USFS report: Pine Creek fire caused by spark from excavator
A spark from excavation activity on private land caused the August 2012 Pine Creek fire, according to a U.S. Forest Service report obtained by The Enterprise Monday.
The blaze began Aug. 29 about 13 miles south of Livingston in the Pine Creek area of the Paradise Valley. Flames raced across the landscape that afternoon, destroying structures and forcing area residents to evacuate homes.
A man was “excavating a foundation and a spark ignited volatile fuels in the area” around 2:15 p.m. on Aug. 29, the report states. USFS officials redacted from the report the man’s name and identifying information such as age and address to protect his privacy, according to a letter that accompanies the report.
The report states investigators identified no criminal activity related to the fire’s ignition and notes “there was no restriction in place by Park County to restrict use of this type (of excavation) operation due to high fire danger.”
The fire burned five homes as well as many outbuildings and consumed roughly 8,000 acres of private and federal lands, the report states.
Investigators determined the point of origin was north of Rocky Hollow Trail and about 700 feet east of the Yellowstone River. The road is just south of the community of Pine Creek, on the west side of East River Road.
That day, a man was using an excavator to work on a hole from which the machine’s bucket had removed a large rock, the report states.
“Fine metallic particles gathered from the hole and burn indicators show the fine fuels ignited when the bucket scraped the large rock,” according to the report. That action caused “hot metal materials to drop into the dried fuel bed,” it states.

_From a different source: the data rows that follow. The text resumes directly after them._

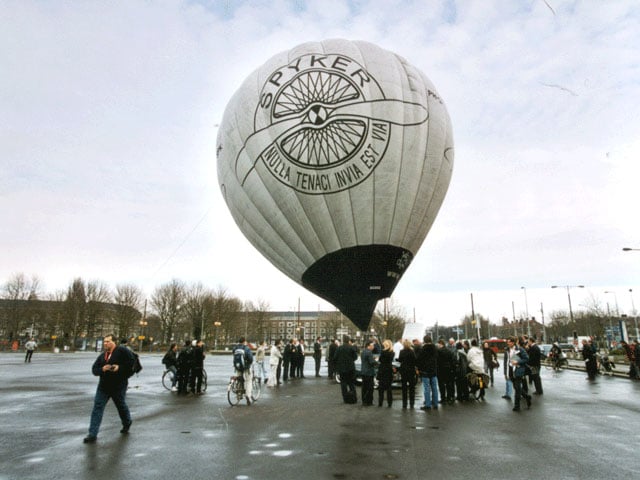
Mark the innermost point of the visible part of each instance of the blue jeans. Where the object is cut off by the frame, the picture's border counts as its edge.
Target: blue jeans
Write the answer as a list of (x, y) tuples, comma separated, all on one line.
[(430, 391), (100, 402), (174, 375), (509, 386)]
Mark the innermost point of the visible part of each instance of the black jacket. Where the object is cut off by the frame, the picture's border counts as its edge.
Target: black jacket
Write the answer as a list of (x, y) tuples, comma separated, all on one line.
[(345, 358), (427, 361), (407, 359), (113, 381)]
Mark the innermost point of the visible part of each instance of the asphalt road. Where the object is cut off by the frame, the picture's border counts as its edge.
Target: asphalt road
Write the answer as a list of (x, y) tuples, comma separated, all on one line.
[(577, 429)]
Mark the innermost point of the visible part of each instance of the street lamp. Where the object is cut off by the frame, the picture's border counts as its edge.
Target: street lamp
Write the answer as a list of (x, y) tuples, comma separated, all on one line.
[(609, 313), (526, 307), (569, 287), (143, 323), (635, 314), (215, 340), (616, 299)]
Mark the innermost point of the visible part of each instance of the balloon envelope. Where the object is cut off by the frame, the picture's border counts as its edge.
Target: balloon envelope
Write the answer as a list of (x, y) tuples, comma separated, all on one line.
[(334, 158)]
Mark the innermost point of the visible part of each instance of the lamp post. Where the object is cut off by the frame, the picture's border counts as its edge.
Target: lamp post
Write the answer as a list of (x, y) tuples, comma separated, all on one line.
[(215, 340), (616, 299), (526, 309), (609, 313), (569, 287), (635, 314)]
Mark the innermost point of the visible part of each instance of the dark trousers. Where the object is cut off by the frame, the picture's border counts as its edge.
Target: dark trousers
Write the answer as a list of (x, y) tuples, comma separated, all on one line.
[(100, 402), (537, 382), (381, 394), (278, 372), (409, 381), (519, 392), (183, 379), (195, 382), (367, 390), (462, 387), (347, 383), (447, 388)]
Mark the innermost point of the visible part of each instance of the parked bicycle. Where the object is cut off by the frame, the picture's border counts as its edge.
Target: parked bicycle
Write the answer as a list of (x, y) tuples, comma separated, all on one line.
[(236, 390), (167, 379), (556, 363), (477, 384), (605, 366)]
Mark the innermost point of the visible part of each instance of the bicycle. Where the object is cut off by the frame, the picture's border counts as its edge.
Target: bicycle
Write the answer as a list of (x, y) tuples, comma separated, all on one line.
[(167, 380), (236, 390), (477, 384), (556, 364)]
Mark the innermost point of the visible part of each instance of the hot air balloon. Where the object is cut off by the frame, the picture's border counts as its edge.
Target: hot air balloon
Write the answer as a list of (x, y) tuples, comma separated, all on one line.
[(334, 158)]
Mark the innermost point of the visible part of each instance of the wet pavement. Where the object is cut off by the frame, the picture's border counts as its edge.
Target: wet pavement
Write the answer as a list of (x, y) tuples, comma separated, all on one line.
[(303, 431)]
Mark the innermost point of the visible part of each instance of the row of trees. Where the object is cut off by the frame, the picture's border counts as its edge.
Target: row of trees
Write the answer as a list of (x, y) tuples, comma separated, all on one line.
[(175, 310)]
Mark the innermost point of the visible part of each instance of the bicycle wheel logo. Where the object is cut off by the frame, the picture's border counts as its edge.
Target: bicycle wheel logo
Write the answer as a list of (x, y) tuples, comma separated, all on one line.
[(323, 124)]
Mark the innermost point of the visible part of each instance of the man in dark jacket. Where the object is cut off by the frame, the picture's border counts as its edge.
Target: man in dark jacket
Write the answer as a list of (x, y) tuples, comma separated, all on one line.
[(197, 371), (113, 367), (317, 354), (331, 362), (427, 364), (535, 357), (368, 371), (287, 359), (446, 373), (345, 358), (185, 364)]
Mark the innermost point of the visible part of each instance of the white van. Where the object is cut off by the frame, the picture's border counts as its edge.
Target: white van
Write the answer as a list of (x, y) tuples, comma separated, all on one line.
[(413, 331)]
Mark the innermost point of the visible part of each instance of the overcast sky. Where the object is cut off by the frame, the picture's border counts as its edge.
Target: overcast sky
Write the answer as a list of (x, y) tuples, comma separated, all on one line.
[(108, 123)]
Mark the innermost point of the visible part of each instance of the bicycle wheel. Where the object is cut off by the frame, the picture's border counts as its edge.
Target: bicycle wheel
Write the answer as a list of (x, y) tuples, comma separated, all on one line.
[(204, 380), (233, 395), (167, 379), (256, 389)]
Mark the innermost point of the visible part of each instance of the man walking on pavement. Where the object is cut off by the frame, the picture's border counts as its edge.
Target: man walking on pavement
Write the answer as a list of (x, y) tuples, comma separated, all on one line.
[(113, 367)]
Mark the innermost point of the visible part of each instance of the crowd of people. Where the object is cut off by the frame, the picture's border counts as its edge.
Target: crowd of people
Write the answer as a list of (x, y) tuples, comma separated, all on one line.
[(186, 366), (447, 370)]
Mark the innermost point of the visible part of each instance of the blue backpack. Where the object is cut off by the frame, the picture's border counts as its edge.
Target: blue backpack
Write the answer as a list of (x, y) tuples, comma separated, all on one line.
[(240, 360)]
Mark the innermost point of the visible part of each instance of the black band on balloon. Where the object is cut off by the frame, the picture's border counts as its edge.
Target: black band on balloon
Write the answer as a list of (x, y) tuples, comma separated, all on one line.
[(354, 279)]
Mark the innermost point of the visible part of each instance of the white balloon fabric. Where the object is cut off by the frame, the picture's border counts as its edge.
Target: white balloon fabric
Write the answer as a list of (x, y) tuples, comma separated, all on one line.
[(334, 158)]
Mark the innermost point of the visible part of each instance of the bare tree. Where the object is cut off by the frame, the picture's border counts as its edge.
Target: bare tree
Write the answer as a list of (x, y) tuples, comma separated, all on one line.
[(128, 299), (98, 294), (75, 312), (167, 301), (258, 316), (198, 309), (18, 289)]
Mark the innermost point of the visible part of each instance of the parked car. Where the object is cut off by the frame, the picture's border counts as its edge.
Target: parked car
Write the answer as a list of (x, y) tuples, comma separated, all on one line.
[(545, 348), (395, 383)]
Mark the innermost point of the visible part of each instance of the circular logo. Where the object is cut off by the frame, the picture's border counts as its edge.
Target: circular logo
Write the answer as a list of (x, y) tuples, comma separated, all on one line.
[(319, 121)]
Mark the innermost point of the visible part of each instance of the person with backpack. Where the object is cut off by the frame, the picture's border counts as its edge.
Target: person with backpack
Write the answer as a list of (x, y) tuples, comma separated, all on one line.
[(170, 362), (185, 364), (195, 382), (518, 360), (242, 360), (113, 367)]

The excavator operator used a fire extinguisher on the blaze and tried to use construction equipment to keep it from spreading, fire investigators found.
Investigators also found a cigarette butt near the point of origin. But they determined it had been there for some time and that other factors ruled it out as the probable cause.
Suppression costs for Pine Creek fire were estimated at $4 million and restoration of USFS land will run roughly $60,000, the report states. The investigation does not list an estimate for damages to private property.
Fire investigators arrived in the Pine Creek area Aug. 30. The investigation wrapped up Jan. 29, according to the report.
Investigations like that for the Pine Creek fire often take a while to complete, Angie Monaco, a USFS worker who fields information requests, said in February.
At that time, Monaco said the report was done but going through final checks and approvals, and wouldn’t be released for a while longer. In order to obtain the report, USFS was requiring members of the media to submit a Freedom of Information Act request, she said.
The Enterprise filed a request in February and received a mailed copy of the report Monday.
Numerous parts of the report are redacted. Redactions include information about who called 911 to report the fire as well as information about witnesses investigators interviewed and their statements. However, the substance of the statements is included in the report, according to a letter accompanying the investigation findings and which addresses The Enterprise’s information request.
The Freedom of Information Act permits the redaction or nondisclosure of certain pieces of information, such as that which would identify a person in matters in which personal privacy supersedes the public’s interest in disclosure, the letter states.